Nevertheless, a number of studies suggest that vitamin D deficiency remains widespread, with 53 percent of women and 41 percent of men in the United States testing for less than 28 nanograms per milliliter in their blood. In the mortality study, deficiency was more common in those who were older, female, nonwhite, diabetic, smokers, less physically active, had a higher body mass index, or who were tested in the winter.

Levels of 30 nanograms per milliliter or more are considered adequate, levels below 20 nanograms per milliliter are considered deficient, and levels in between are considered insufficient.
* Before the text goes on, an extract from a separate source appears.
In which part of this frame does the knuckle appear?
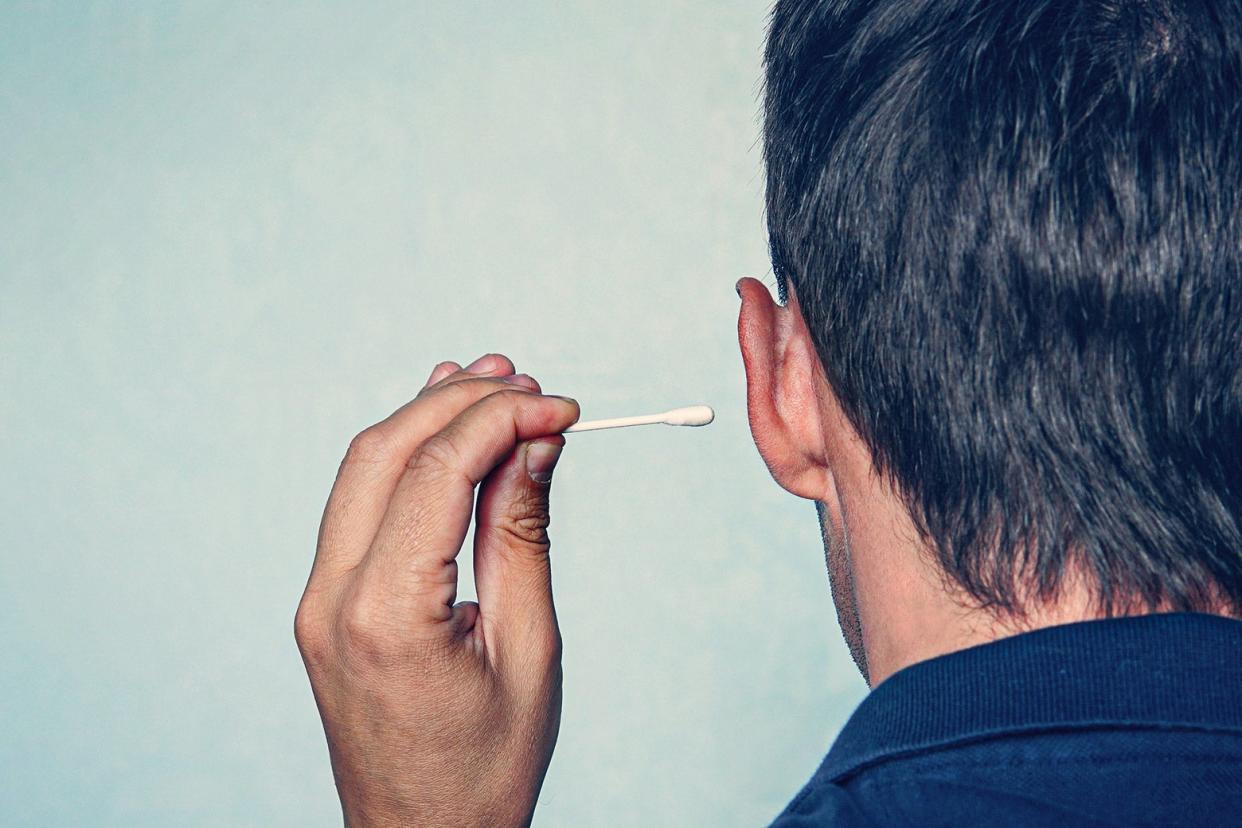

Researchers are split on how much dietary vitamin D people should ingest to avoid deficiency. While 400 IU per day appears to be sufficient to ward off bone disorders, levels of 1,000 IU per day are now recommended by many experts as necessary for protecting against cancer and other diseases.

The British National Health Service (NHS) recommends that people try to get as much of their vitamin D as possible from sunlight and dietary sources.

"In the absence of definitive research indicating that taking extra vitamin D can reduce risk of death, it is advisable to try and maintain vitamin D levels naturally through diet and sensible sun exposure," the NHS said.

Sources for this story include: www.usatoday.com; www.medpagetoday.com; www.nhs.uk.